Cuando se trata de nuestra propia conducta viciosa,
prometemos corregirnos. Recordemos el refrán: “El camino al infierno está
empedrado de buenas intenciones”. Séneca, en su Epístola 112, le escribe a su
amigo Lucilio: Este hombre del que me escribes, ¡oh Lucilio! y que me recomiendas,
no tiene fuerzas: se dio a los vicios. A la vez se marchitó y se endureció; no
puede entrar en razón, no puede nutrirla. ¡Pero desea corregirse! No le creas.
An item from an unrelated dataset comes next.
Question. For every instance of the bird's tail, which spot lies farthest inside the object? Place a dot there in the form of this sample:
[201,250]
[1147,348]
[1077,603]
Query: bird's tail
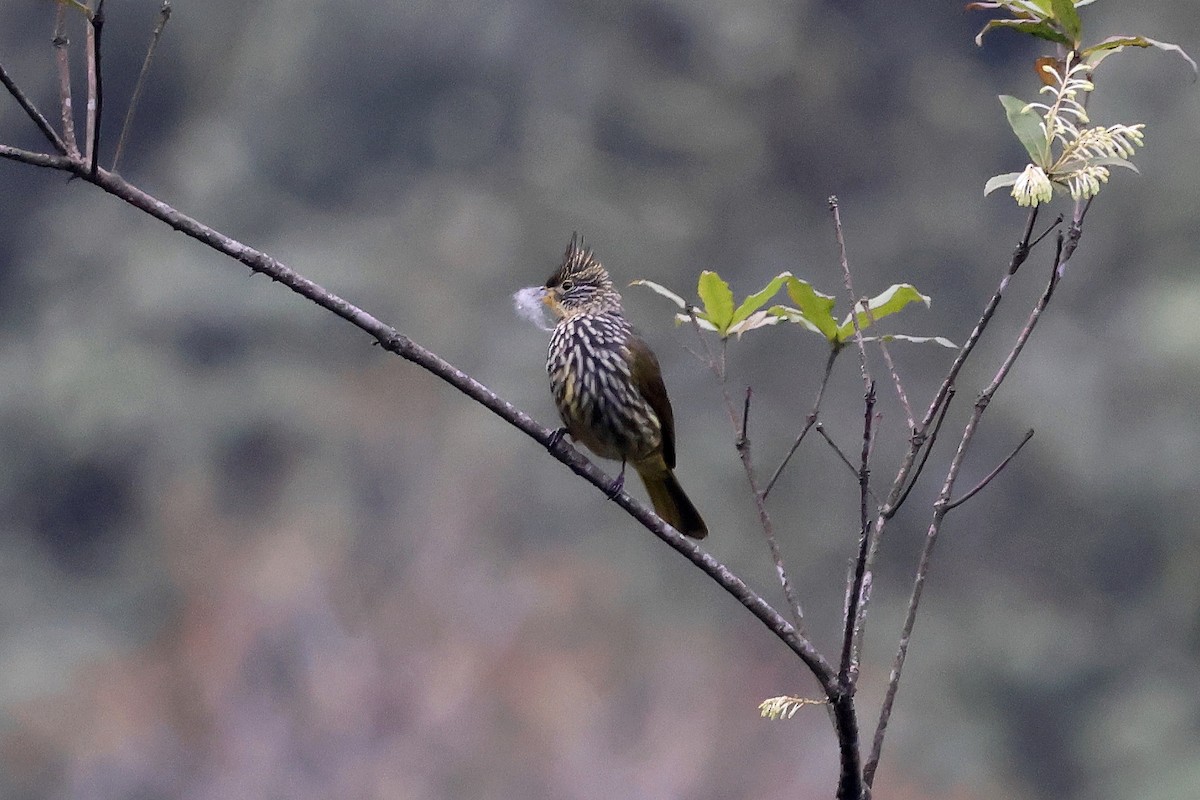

No digo que te mienta: él cree desearlo, sólo se cansó del lujo y de la
molicie, pero pronto volverán a agradarle. Pero dice que su género de vida le
ofende. No lo negaré. ¿A quién no le ofende? Los hombres, a un tiempo, aman sus
vicios y los odian.
Deseamos corregirnos pero a la vez ardemos en el objeto de
lo que deseamos corregir: lujuria, avaricia, soberbia. Queremos dejar de
estafar, de traicionar, pero a la vez deseamos inmensamente los bienes que
obtenemos por estafas y traiciones. Es como el beneficiario de toda traición:
adora el beneficio de la traición y odia al traidor.
“El infierno está lleno de buenas voluntades y deseos”,
afirmó el religioso suizo San Francisco de Sales.